To name one, love. At least a part of love never asks the smitten to do more than just be in the experience of the wonder. In addition, one need not fully understand in the sense of cognitive comprehension what the love-experience is.

So the horizon of explanations and understandings opens to knowledges plural--systems (e.g., biological), psychology, philosophy (e.g., epistemology), religion, and so on. It also opens to practices. And it opens to that which may or may not be important enough to describe in the senses of object-in-view and how that is for me or you or us.

Thus, partial, fleeting . . . something like sculpting, because other than what does not need dissection and display and employment, we have rudimentary tools such as language to make experience possible and meanings transferable.

Is that enough?

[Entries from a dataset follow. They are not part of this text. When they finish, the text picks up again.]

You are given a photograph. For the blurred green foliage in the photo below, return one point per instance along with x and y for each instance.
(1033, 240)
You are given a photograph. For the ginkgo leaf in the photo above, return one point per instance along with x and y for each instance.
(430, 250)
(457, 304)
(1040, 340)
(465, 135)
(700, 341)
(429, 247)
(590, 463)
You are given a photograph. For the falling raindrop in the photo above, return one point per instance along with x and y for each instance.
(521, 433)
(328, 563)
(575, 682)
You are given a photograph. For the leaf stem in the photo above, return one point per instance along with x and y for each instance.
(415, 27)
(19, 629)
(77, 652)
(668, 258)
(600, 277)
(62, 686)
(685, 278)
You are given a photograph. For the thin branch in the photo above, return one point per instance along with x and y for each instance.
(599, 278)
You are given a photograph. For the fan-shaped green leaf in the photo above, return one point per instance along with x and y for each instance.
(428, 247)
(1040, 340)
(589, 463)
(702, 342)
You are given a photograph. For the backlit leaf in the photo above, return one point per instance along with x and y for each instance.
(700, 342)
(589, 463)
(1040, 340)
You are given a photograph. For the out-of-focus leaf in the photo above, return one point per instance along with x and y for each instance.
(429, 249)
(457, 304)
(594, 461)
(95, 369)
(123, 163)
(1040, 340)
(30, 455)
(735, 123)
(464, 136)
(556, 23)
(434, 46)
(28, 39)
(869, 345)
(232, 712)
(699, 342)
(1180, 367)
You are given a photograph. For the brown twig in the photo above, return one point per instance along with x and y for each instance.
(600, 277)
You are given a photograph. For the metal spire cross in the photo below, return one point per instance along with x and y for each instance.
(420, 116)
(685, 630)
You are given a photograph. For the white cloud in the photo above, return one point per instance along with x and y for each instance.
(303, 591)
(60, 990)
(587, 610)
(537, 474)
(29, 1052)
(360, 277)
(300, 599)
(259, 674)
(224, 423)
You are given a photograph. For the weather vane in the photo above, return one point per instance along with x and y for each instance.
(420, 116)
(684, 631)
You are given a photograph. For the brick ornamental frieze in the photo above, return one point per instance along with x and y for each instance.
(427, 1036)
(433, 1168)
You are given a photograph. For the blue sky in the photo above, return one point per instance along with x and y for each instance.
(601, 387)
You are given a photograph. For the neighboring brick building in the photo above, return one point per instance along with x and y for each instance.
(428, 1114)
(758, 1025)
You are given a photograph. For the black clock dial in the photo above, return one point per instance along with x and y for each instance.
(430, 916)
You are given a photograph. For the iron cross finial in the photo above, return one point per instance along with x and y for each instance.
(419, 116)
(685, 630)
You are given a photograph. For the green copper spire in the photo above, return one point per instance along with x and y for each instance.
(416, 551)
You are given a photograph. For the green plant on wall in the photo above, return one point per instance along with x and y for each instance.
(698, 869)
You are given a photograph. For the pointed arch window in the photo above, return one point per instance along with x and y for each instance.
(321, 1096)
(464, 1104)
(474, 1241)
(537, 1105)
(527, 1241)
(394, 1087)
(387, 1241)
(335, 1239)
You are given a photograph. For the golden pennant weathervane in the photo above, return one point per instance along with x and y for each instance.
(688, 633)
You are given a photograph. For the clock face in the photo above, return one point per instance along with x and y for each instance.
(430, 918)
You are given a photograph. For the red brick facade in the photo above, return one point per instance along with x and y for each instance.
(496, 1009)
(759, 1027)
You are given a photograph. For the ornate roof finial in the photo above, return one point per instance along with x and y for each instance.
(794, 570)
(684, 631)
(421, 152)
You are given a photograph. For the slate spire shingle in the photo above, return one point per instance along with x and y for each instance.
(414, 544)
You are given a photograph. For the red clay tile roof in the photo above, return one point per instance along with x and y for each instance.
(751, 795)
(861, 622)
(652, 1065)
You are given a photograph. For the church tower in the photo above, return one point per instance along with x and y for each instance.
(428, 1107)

Surely it is. Surely it suffices . . . for now, and permits proceeding. We have world enough, but not time.

October 4, 2008

This experiment* reminded me

  • I will never be here again. Drink it all in.
  • We are embedded in constraints of our own making.
  • Some rebound easily. For some it takes time.
  • Sanity is relative. "There but for . . . "
  • People don't mean what they say really, ever.
  • There is my stuff, and yours, and theirs.
  • I can go broke and look into the abyss . . . and survive.
__________
* The trial of 2007.

Sepulchral inscription two

There is no one who will ever know the secrets of your heart. I suspect there are so many and so varied and so deep, some even unconscious, that full knowledge and self awareness escapes even the most advanced or enlightened among us. Having said that, I believe that some among those who are left after we are gone will be curious or interested to know more, to have as big a slice of knowledge and understanding as is possible, if only because we-others who have traveled this road can guide us on our way. The insatiability of these journey makers is not about us, the dead and gone, but about everything and themselves.

So it is that we take to writing or otherwise documenting who we are. And whatever we intend to communicate, that pales in comparison with who or what we are in total. Once externalized and all taken together, images and strong possibilities come to the insatiable from which s/he will take what s/he will.

Who knows if our best friend was killing herself with negative messages she sent to every one of her cells for years? Was it old age or meaninglessness that finally did auntie in? Was my partner ever really there when we were together? or was he somewhere else, hoping for a better life with or without me? Did that person in that moment delight or destroy me intentionally, because of me somehow? Or was it somehow else?

In this life we never know. At least not the in fullness. There is always the known hidden from view, and the unknown perhaps forever unattainable here.

Is it our duty to leave records? to make ourselves as transparent as possible, or necessary in the moment? Is it proper and safe to be invisible except for what people can observe? Can today be understood in light of the inevitable changes that will be tomorrow, and thus my thoughts and feelings and words will be different and then of no or some account at all? What do we owe our audiences and friends and loved ones to account for ourselves? Everything, nothing, what?

Such are the questions I ask each time I write and share the always unfinished text. And each time, I have no answers except to make an account in as accurate and honest a way as I can. I must let the cards fall as they will. It is then both intention and fate which propel me forward. I choose and act; I am chosen and acted upon.

There is a power or a force, or what you would call it, higher than ourselves. Limited in space and time can only posit the infinite because of our very condition. It can be no other way except nothingness, which some say is the same thing.